Early on in in Brad Bird’s “Incredibles 2,” Holly Hunter’s Helen/Elastigirl must stop a runaway train on her new Elasticycle. Through her unique abilities — stretching, catapulting, somersaulting, and splitting — with the cycle aiding as an extension of her form and function, she saves the train and its passengers. It’s a thrilling set piece that both establishes the need for the Supers to be reinstated as the protectors of Municiberg and elevates Helen/Elastigirl as the protagonist, with husband Bob/Mr. Incredible (Craig T. Nelson) as a stay-at-home dad.
Balancing the Super and the Mundane
“Helen proves her case by somersaulting over the police cars and getting on the case,” said Ted Mathot, story supervisor, during a recent sequence breakdown at Pixar’s Emeryville campus. “What makes ‘The Incredibles’ so incredible is a combination of super and mundane. But the first time we looked at the sequence it was super all the way through.”
So the team added a call coming through during the middle of the chase, with her adolescent son Dash (Hugh Milner), wanting to find his high-top shoes. It’s a nice character beat that stretches Helen in a more personal direction.
In terms of execution, though, the first hurdle was figuring out how Elastigirl keeps up with the train without slowing it down.

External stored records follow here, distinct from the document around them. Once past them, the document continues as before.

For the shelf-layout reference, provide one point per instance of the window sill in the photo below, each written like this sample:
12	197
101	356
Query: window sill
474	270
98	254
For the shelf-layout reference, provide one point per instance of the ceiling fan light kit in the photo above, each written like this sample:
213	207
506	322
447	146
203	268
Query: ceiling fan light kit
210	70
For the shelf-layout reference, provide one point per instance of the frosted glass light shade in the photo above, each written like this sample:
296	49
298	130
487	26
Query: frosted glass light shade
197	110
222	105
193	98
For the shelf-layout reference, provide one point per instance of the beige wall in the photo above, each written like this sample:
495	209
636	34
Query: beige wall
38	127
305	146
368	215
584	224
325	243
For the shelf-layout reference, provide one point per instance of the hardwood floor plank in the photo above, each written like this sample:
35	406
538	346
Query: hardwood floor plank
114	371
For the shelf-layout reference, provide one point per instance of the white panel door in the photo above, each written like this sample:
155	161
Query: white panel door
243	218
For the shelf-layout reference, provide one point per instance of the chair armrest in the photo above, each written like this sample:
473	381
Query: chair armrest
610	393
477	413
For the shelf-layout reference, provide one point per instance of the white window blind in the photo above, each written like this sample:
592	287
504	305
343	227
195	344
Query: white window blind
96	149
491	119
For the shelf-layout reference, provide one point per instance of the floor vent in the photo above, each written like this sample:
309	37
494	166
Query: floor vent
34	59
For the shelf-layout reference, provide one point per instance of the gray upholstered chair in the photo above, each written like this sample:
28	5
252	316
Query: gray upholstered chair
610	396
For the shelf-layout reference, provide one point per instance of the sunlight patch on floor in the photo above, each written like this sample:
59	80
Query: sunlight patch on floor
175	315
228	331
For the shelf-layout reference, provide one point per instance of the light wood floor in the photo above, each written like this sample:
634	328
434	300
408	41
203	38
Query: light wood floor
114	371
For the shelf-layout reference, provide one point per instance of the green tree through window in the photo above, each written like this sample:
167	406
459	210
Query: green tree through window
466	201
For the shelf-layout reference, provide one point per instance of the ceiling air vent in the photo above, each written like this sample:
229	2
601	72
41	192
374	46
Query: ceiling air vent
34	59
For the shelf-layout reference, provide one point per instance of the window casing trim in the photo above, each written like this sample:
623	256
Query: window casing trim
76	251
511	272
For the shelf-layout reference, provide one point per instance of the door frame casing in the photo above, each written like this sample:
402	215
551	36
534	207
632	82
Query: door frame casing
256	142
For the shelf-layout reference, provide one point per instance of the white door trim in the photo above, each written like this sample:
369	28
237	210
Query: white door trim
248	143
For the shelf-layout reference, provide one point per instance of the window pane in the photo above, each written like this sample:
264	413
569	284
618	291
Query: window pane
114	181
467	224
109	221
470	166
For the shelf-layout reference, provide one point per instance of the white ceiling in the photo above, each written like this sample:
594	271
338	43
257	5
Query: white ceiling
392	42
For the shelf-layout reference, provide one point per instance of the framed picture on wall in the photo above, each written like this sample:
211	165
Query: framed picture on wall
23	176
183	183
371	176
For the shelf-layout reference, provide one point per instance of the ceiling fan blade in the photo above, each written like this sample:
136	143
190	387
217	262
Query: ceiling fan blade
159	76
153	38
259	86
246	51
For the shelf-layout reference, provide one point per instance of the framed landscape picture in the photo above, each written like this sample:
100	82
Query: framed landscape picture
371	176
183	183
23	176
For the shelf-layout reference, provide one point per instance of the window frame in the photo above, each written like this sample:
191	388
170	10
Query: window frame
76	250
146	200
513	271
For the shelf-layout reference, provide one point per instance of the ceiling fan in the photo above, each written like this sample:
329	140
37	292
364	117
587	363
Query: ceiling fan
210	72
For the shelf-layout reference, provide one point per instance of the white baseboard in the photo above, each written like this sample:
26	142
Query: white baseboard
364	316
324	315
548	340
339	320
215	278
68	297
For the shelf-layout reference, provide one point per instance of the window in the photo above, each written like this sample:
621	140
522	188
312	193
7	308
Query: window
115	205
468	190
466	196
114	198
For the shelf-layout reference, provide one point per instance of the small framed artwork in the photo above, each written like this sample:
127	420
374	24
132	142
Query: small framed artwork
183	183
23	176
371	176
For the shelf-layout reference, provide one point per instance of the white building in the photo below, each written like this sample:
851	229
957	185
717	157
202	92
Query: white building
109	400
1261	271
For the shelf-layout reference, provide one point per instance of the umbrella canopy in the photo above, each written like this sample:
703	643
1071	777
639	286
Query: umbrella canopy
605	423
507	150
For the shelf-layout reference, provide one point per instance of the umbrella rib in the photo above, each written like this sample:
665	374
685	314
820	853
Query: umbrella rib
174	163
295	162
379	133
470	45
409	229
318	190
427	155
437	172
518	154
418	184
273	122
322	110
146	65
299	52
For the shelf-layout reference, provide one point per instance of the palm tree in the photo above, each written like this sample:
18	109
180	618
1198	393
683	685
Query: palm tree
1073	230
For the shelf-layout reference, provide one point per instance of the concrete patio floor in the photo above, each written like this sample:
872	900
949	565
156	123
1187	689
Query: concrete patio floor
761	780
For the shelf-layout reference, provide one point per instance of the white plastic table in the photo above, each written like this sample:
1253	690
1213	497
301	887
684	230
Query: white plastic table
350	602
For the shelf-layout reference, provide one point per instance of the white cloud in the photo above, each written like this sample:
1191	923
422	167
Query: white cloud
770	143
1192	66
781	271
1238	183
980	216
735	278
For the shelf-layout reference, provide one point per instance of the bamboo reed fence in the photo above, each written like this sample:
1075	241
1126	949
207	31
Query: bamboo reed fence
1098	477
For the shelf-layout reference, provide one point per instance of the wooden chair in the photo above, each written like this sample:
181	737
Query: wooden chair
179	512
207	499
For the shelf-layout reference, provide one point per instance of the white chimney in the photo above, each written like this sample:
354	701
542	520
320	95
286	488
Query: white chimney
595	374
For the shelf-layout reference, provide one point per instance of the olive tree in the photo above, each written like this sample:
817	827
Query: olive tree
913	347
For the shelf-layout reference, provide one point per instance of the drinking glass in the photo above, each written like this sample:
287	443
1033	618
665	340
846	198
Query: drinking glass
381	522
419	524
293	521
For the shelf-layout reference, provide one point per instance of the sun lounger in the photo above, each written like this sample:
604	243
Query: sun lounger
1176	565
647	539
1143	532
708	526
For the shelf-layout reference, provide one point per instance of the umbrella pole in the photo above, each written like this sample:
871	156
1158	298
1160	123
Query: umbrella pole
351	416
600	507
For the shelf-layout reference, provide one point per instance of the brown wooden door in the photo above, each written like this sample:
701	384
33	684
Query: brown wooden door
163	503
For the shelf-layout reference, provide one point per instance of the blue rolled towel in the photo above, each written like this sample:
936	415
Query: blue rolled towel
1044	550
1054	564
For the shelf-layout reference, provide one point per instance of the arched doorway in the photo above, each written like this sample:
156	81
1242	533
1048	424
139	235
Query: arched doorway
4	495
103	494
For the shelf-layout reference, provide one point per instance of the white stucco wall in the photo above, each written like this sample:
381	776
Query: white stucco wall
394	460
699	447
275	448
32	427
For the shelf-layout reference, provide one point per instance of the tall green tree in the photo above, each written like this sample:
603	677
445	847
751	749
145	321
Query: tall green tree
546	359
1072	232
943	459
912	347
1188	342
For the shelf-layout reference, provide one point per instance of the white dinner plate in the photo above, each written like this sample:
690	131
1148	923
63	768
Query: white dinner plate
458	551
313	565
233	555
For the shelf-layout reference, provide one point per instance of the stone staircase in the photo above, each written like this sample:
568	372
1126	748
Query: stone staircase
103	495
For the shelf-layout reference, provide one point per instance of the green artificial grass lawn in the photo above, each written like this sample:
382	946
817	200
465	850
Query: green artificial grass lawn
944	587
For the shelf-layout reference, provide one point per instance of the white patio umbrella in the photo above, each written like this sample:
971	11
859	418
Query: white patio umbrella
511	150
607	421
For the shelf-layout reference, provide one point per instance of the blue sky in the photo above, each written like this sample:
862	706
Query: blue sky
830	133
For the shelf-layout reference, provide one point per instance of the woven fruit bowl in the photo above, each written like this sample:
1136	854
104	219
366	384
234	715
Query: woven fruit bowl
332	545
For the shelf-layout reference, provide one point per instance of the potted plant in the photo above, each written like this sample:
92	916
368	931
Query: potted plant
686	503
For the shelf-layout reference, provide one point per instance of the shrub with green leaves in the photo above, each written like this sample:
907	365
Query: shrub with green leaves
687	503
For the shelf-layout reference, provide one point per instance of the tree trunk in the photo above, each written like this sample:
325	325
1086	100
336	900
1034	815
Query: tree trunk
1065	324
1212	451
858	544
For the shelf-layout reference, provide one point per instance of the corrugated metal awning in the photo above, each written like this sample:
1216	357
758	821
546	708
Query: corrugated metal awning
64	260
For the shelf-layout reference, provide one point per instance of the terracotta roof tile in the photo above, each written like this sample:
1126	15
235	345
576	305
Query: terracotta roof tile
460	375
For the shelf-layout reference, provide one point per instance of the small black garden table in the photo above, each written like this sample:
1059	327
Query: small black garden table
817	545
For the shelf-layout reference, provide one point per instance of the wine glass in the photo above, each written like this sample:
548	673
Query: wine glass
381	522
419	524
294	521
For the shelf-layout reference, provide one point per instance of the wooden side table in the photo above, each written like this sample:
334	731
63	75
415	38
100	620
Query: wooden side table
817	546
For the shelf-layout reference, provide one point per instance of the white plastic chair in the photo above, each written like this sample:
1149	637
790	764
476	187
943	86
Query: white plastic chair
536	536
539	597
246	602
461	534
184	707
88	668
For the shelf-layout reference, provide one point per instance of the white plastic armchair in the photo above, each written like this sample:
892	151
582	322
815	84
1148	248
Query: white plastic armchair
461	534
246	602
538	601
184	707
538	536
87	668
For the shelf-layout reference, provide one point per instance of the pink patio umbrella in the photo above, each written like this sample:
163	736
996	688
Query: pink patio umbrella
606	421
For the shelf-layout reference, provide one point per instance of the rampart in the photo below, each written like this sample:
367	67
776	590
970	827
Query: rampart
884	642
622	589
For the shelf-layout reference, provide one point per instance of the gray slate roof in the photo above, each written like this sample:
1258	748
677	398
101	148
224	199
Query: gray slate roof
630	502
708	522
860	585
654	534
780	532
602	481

By emphasizing her stretching, they came up with the idea of extending the set and adding more stunts, having her leap higher and changing course. This shifted the direction of action horizontally as well as vertically.
The Flexible Elasticycle
They also made great use of the tricked out Elasticycle. “It needed to be an extension of her abilities, flexible and nimble,” said animator Kureha Yokoo, a former motorcyclist. “We went with a conventional motorcycle design but with special features. Brad said, ‘Just make it cool, man!'”
With the flip of a switch, there’s a magnetic connection that enables the bike to stretch acrobatically with Elastigirl, allowing her to jump from rooftop to rooftop, and then catapult on top of a construction crane onto the side of a building and then down onto the top of the train.
At one point, she crashes through a warehouse and, to better sell the glass destruction, the VFX team created greater and larger shards. They also worked with camera and lighting to add more blur and lights. (Speaking of lighting, it’s a city with striking daggers of light, as well as a gorgeous red hue inspired by the hyper-reality of Douglas Sirk movies.)
Once on the train, Elastigirl is forced to split the bike in two as it goes through a tunnel, with her waist stretching over the top of the train. However, when she approaches another tunnel with too low a clearance, she ditches the Elasticycle and it explodes on impact with the tunnel.
Stopping the Train
Initially, Elastigirl muscled her way into the train and hit the brakes to stop it. But since this was a Maglev (magnetic levitation) train, Pixar upped the difficulty by having her slim down, climb into the train and press a fail safe mechanism. This separated the two cars to slow the down the train. Then, as a nod to the first movie, she parachutes down to stop it.
“We uncovered more about Helen’s character,” Mathot said, “She’s the protagonist now and in the first movie she’s pretty close to perfect. It was very challenging in this one to have her flawed in some way. It took some time but we did it.”
And in the runaway train sequence, there were moments when she’s afraid or makes mistakes. “Brad would say, ‘Don’t make it perfect because life is not perfect,'” said Amit Baadkar, the effects animator. “Helen’s tire slips off the edge the girder just for a split second, and when she jumps from one part of the train to the next, you can see her legs scramble just a little bit.”
Added Yokoo: “Even when they’re putting in this extra texture or grit, and the atmosphere in the air, and then the lighting, it’s all about character.”